- Born: 31 May 1984 (age 42)
- Education: Guildhall School of Music and Drama
- Occupations: Actor, writer
- Notable work: Hotel Trubble The Syndicate

= Sam Phillips (English actor) =

English actor (born 1984)

Sam Phillips (born 31 May 1984) is an English actor and writer.

Phillips is the son of television director Nic Phillips and graduate of the Guildhall School of Music and Drama. Phillips is perhaps best known for his roles in children's comedy Hotel Trubble as Jamie and as Spencer Cavendish in the third series of Kay Mellor's The Syndicate starring alongside Anthony Andrews, Alice Krige, Lenny Henry, and Richard Rankin.

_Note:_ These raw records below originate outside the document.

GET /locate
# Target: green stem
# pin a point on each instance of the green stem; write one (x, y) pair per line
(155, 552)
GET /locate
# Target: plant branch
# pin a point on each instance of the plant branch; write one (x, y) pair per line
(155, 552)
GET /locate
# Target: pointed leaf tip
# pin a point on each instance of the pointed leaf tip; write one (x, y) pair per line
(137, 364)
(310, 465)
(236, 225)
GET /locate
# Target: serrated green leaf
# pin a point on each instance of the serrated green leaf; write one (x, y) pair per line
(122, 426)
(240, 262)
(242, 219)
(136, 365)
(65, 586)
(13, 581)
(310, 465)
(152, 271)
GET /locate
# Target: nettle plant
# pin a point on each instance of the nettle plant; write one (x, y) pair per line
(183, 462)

Phillips has also had roles in Far From The Madding Crowd, In The Flesh, Pete versus Life, Micro Men, My Family, EastEnders: E20, and The Crown. He guest stars in the Netflix hit Bridgerton series in season three as new character Lord Debling. He is a potential love interest and new suitor to the show's lead character, Penelope Featherington.

His theatre work includes the National Theatre production of The History Boys as Lockwood, Much Ado About Nothing at Shakespeare's Globe as Claudio and Bertram Cates in the acclaimed production of Inherit The Wind at the Old Vic where he starred alongside Kevin Spacey under the direction of Trevor Nunn.